Самое скверное в этих формулах их утрированность не объясняющая ни чего, но претендующая на истину в последней инстанцию, а на самом деле представляющею очередную попытку поставить штамп (ниже мы приведём наше понимание штампа в поэзии, искусстве, да и мировоззрениях вообще). Чем это обосновано? Ответов огромное количество и мы ни как не можем претендовать на то, что назвать их всех. Однако приведём некоторые наиболее часто наблюдаемые.
Штамп – это, прежде всего критерий, критерий по которому УДОБНО оценивать, что бы-то ни было.
Замечательный момент у братьев Стругацких в «Пикнике на обочине» – «Они ведь все, Очкарики, такие. Им главное название придумать. Пока не придумал, смотреть на него жалко, дурак дураком. Ну а как придумал какой-нибудь гравиконцентратор, тут ему словно все понятно становится, и сразу ему жить легче».
Здесь объяснять штампом стараются неизвестность, правда более известной она от того не становится, но о ней уже можно говорить и считать чем-то обыденным.
А, у Ильфа и Петрова таким критерием служило, поместиться ли тот или иной предмет в комнате, и пройдёт ли он в дверь.
Человек, позволяющий себе скатится на уровень конформизма, теряет способность восхищаться непостижимым, да и восхищаться вообще. Область неизвестного становится для него враждебной т.к. угрожает разрушением его стереотипов. Борьба с этим происходит по средствам присвоению всему новому известных черт или взгляд через определённую призму. Что касается враждебности, то она может достигать и откровенных размеров. Виной этому тревожность, возникающая у людей потерявших способность к креативности, т.к. все, что не вписывается в их представления о мироустройстве, вызывает чувство внутреннего дискомфорта. Здесь мы можем обратится к гештальт-психологии по которой отсутствие целостности, завершённости порождает напряжение, внутренний конфликт, невроз. Отсюда и проистекает уход в формализм – из желания завершить «что-то», создать нечто целостное, найти некоторую конечную форму, чем закрыться от ощущения вечной недосказанности, которая создаёт серьёзную дисгармонию в психике. Последнее больше относится к авторам пишущим штампованными формами. При этом повторение, пережевывание уже устоявшихся образов, называется сохранением литературных традиций, что вынуждает других авторов, не желающих писать в установленных рамках, отказываться от всего культурного наследия и уходить в нигилизм, т.е. крайний авангардизм. Понятно, что эта ответная реакция вызвана эмоциональным всплеском, а не сознательной деятельностью.

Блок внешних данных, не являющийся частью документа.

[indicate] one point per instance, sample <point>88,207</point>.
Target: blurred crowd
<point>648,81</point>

Для того чтобы рассмотреть предпосылки подводящие авторов к этому разберём понятия, к которым будем апеллировать: архетип и стереотип (вообще сегодня мало кто утруждает себя различать эти понятия, но мы попробуем исправить это), при этом мы одновременно рассмотри содержание их влияния на людей. В нашем случае сначала на авторов, а потом и на читателей, впрочем, любой автор, в жизни, в первую очередь становится читателем и из того, как он воспринимает произведения предшественников, формируется его собственное творчество.
Итак:
Архетип – наработанный эстетический (для искусства, но можно сказать и более широко – социально-культурный) базис, позволяющий человеку, как социальной единице, осознать подвижно-целостную систему общества и его ценностей, что даёт ему возможность ориентироваться в социальной среде. Через это осознание каждого человека, создаётся общее социальное пространство, благодаря которому люди взаимодействуют друг с другом не посредством инстинкта, как муравьи в муравейнике, а сознательно.
Так как архетип – это базис, то к нему не только возможно, но и следует создавать надстройку, благодаря чему и происходит процесс развития общества и более того – генезис цивилизации.
Стереотип – модель поведения, мышления, восприятия и понимания происходящего (через определённую призму), выработанная социальной группой, от консорции до этноса, и предписываемая к исполнению каждому индивиду, находящемуся в ней. Находится в стереотипе, значит иметь постоянное общение с людьми строго следующими своей (а вернее заимствованной) психической модели. Заимствование происходит под влиянием обещания мнимого комфорта.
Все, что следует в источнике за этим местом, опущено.